Theresa May is on the right track. Today, she made two key announcements that shape the hitherto inchoate debate about the precise meaning of Brexit. First, we will repeal Ted Heath’s misguided legacy, the 1972 European Communities Act, which severely compromised our birthright as an independent, self-governing country. Second, we will give the EU formal notice of our intention to quit by triggering Article 50 of the Lisbon Treaty no later than March next year (and perhaps sooner). Britain is on course now to leave the EU by the late spring of 2019 and resume its place among the vast majority of nations – from Argentina to Zambia – who decide their own destinies unfettered by foreign courts or bureaucracies.
Of course, winning the Brexit peace is far from over. The Remain camp, which commands a numerical majority in Parliament and widespread support among the Establishment, has yet to run up the white flag. Aided by its friends in the Treasury, it will seek to cloud and confuse Brexit, urging some kind of compromise that keeps us half in and half out of the single market and makes concessions on free movement of people. Brexit-lite rather than the clean break that is the logical consequence of the June vote.

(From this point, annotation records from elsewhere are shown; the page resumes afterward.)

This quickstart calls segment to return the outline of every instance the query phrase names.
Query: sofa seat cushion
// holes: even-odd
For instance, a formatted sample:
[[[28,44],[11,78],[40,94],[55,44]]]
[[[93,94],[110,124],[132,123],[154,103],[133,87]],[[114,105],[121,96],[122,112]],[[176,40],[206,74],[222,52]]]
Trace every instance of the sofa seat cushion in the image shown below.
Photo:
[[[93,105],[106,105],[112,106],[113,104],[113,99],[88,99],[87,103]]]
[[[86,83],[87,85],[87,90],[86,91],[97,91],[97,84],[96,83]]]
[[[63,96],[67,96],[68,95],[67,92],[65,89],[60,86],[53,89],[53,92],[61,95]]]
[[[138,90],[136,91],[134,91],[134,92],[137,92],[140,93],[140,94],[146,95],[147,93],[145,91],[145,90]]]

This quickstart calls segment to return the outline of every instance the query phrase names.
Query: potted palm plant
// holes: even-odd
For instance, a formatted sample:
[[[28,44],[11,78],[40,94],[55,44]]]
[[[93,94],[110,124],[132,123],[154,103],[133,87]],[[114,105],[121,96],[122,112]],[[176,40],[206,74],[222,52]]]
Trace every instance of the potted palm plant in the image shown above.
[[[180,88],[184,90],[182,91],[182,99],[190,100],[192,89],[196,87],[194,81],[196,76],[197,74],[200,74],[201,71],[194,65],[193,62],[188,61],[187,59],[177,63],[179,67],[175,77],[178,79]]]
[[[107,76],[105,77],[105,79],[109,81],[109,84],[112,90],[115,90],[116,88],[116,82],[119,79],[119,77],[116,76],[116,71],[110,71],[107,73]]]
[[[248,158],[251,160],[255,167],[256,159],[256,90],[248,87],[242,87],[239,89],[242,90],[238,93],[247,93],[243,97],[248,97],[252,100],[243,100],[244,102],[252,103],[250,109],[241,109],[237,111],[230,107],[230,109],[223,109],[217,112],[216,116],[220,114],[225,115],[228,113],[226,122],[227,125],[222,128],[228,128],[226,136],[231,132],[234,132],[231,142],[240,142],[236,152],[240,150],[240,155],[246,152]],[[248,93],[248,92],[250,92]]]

Yet, after the Prime Minister’s clear lead in Birmingham yesterday, backed by the three key Brexiteers among her ministers and leading Tory Eurosceptics, the impression grows that the case for a swift and straightforward break with the EU is gaining ground. Washed up relics of the European age, such as Anna Soubry, Ken Clarke, and Nicky Morgan, may holler from the sidelines, but the Tory Party, not least the careerists who make up most of its numbers, can see the way the wind is blowing. Brexit really does mean Brexit (Just ask Mrs May).
The Prime Minister’s next big challenge at the Birmingham party conference is to give the country a better idea of who she is and where she is leading us. So far, we know that she is a vicar’s daughter, likes walking and watching cricket, and can bake scones. Her style is that of a private school headmistress, concerned but a touch remote.
As for political direction, we know she wants a country that works for everyone – so expect a lot more on social mobility and moves to address the concerns of those who voted Leave in the referendum because they believe they have nothing to lose.